Predicting gene expression divergence between single-copy orthologs in two species

Genome Biol Evol. 2023 May 12;15(5):evad078. doi: 10.1093/gbe/evad078. Online ahead of print.

Abstract

Predicting gene expression divergence is integral to understanding the emergence of new biological functions and associated traits. Whereas several sophisticated methods have been developed for this task, their applications are either limited to duplicate genes or require expression data from more than two species. Thus, here we present PiXi, the first machine learning framework for predicting gene expression divergence between single-copy orthologs in two species.
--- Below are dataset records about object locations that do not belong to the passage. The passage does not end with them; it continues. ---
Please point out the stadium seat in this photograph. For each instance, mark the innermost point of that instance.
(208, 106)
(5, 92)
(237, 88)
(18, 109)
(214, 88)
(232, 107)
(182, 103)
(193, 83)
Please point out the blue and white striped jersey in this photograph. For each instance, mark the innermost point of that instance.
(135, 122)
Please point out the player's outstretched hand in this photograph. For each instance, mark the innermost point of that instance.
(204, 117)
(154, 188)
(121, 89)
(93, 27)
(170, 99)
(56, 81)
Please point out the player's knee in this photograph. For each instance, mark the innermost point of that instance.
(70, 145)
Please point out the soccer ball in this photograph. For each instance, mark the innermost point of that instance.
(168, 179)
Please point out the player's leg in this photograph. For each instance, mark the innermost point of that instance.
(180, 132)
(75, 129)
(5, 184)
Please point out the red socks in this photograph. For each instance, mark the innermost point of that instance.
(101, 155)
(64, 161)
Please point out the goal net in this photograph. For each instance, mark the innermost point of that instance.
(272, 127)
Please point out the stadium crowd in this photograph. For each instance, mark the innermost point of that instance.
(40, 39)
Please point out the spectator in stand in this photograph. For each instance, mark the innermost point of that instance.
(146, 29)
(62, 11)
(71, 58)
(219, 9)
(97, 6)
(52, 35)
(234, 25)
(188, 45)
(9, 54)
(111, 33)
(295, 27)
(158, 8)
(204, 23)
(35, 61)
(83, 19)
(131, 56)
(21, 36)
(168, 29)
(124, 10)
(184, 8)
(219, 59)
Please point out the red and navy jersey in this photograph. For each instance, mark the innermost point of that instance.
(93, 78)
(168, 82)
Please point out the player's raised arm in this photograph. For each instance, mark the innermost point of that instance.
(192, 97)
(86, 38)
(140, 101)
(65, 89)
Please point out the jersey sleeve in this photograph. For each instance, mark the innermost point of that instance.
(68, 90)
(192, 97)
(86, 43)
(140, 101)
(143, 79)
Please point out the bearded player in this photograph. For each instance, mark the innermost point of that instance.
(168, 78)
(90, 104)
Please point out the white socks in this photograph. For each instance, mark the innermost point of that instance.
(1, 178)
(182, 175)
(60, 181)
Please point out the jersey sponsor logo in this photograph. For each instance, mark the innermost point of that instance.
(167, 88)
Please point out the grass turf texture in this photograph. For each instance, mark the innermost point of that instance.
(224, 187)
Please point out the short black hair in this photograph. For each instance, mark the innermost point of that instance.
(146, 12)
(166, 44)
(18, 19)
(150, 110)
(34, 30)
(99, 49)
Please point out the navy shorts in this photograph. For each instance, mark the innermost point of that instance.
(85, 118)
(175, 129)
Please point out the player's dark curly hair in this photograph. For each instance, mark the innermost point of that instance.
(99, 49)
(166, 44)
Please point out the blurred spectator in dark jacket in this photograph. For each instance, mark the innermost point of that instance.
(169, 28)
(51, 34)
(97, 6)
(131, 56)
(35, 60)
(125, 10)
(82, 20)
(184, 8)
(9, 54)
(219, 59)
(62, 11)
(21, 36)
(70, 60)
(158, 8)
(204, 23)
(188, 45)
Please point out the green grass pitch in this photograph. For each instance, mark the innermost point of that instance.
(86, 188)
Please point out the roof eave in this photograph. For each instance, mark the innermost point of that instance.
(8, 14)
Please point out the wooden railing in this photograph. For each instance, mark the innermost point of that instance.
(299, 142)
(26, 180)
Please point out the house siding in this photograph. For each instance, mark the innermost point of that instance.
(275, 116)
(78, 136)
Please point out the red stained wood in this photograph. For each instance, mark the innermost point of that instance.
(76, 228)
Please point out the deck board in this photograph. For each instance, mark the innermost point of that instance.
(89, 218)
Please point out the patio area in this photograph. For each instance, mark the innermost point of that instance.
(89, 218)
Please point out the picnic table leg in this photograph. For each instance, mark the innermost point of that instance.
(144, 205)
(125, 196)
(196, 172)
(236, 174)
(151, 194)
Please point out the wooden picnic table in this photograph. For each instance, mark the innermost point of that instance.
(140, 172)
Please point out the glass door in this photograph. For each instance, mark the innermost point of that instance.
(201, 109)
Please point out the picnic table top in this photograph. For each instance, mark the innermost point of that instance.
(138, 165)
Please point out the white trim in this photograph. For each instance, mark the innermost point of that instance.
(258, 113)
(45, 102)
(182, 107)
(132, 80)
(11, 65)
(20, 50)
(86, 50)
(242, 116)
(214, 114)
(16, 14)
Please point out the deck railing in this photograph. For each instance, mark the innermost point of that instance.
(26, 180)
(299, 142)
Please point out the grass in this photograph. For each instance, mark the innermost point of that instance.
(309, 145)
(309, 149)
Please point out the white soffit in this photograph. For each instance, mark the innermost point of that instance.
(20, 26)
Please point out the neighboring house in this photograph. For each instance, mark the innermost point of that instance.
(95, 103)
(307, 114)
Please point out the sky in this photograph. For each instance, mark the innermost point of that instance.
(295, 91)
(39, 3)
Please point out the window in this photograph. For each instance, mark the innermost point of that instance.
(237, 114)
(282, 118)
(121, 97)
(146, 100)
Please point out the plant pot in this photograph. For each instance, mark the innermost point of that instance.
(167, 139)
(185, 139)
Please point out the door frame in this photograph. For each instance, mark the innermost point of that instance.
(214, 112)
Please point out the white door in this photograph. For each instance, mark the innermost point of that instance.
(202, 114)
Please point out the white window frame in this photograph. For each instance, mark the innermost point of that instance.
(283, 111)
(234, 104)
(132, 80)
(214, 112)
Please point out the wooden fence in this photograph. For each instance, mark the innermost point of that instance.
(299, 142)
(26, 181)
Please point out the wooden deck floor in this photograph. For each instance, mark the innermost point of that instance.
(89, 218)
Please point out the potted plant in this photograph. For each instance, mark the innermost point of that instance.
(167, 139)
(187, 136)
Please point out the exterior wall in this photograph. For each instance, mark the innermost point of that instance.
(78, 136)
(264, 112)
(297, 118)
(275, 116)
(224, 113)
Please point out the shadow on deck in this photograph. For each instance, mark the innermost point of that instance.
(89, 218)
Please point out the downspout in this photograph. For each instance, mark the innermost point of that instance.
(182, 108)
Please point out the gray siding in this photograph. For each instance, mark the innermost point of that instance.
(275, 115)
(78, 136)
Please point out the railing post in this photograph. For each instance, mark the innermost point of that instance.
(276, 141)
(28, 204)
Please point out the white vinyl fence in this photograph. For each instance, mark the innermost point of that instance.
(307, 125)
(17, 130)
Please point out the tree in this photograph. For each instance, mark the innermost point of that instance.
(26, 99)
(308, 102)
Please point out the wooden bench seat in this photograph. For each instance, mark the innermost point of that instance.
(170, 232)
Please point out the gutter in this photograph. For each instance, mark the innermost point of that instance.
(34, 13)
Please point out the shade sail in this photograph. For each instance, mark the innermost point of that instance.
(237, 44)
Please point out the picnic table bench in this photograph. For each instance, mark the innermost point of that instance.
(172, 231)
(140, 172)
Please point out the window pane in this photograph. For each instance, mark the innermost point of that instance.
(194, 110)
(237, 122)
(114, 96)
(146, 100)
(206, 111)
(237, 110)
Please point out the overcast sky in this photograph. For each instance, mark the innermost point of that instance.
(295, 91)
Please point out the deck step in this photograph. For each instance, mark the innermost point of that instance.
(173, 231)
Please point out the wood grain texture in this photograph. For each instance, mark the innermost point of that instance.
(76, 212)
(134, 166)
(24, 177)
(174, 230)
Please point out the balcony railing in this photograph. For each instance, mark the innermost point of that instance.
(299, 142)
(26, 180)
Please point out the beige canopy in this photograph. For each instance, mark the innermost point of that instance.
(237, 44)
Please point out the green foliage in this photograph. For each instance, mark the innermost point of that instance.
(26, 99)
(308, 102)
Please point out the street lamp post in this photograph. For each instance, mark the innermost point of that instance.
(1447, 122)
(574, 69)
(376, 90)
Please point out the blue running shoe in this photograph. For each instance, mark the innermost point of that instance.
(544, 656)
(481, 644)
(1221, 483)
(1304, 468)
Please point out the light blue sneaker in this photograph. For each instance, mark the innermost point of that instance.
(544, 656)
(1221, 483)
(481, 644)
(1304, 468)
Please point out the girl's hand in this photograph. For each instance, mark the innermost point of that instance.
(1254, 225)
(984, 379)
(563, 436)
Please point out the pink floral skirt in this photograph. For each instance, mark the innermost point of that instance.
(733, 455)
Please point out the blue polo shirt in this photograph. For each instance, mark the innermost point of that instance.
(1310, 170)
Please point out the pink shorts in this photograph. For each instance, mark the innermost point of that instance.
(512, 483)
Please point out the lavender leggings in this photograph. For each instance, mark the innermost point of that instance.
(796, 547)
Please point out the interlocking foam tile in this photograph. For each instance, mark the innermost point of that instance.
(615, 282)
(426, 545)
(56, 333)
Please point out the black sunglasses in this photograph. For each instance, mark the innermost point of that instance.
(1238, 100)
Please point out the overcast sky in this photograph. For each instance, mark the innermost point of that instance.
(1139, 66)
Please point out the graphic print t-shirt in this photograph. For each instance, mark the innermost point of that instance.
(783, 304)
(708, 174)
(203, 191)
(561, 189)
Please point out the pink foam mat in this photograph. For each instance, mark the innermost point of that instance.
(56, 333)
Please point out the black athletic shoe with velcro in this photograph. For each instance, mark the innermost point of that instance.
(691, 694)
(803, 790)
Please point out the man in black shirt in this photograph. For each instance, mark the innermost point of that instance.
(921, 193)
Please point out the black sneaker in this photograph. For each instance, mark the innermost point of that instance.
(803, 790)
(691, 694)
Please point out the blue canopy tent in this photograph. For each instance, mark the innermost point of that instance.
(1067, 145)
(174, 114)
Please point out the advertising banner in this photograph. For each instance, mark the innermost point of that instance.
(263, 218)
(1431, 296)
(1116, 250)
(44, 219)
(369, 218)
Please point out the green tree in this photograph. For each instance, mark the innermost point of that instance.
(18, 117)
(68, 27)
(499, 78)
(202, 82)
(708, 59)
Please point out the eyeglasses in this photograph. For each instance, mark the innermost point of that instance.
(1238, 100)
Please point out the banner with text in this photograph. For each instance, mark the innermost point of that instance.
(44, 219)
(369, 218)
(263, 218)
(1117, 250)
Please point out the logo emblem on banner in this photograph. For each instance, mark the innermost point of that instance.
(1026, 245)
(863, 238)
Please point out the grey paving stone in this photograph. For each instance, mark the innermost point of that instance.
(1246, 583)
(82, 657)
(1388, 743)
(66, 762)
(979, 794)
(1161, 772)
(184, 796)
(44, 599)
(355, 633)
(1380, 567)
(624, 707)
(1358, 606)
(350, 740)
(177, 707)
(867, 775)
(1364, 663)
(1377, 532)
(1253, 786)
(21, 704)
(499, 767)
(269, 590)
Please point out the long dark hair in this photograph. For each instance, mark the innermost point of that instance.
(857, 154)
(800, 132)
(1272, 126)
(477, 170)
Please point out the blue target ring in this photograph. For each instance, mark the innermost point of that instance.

PiXi models gene expression evolution as an Ornstein-Uhlenbeck process, and overlays this model with multi-layer neural network, random forest, and support vector machine architectures for making predictions. It outputs the predicted class "conserved" or "diverged" for each pair of orthologs, as well as their predicted expression optima in the two species. We show that PiXi has high power and accuracy in predicting gene expression divergence between single-copy orthologs, as well as high accuracy and precision in estimating their expression optima in the two species, across a wide range of evolutionary scenarios, with the globally best performance achieved by a multi-layer neural network. Moreover, application of our best performing PiXi predictor to empirical gene expression data from single-copy orthologs residing at different loci in two species of Drosophila reveals that approximately 23% underwent expression divergence after positional relocation. Further analysis shows that several of these "diverged" genes are involved in the electron transport chain of the mitochondrial membrane, suggesting that new chromatin environments may impact energy production in Drosophila. Thus, by providing a toolkit for predicting gene expression divergence between single-copy orthologs in two species, PiXi can shed light on the origins of novel phenotypes across diverse biological processes and study systems.

Keywords: Ornstein-Uhlenbeck; expression divergence; gene expression; machine learning; neural network.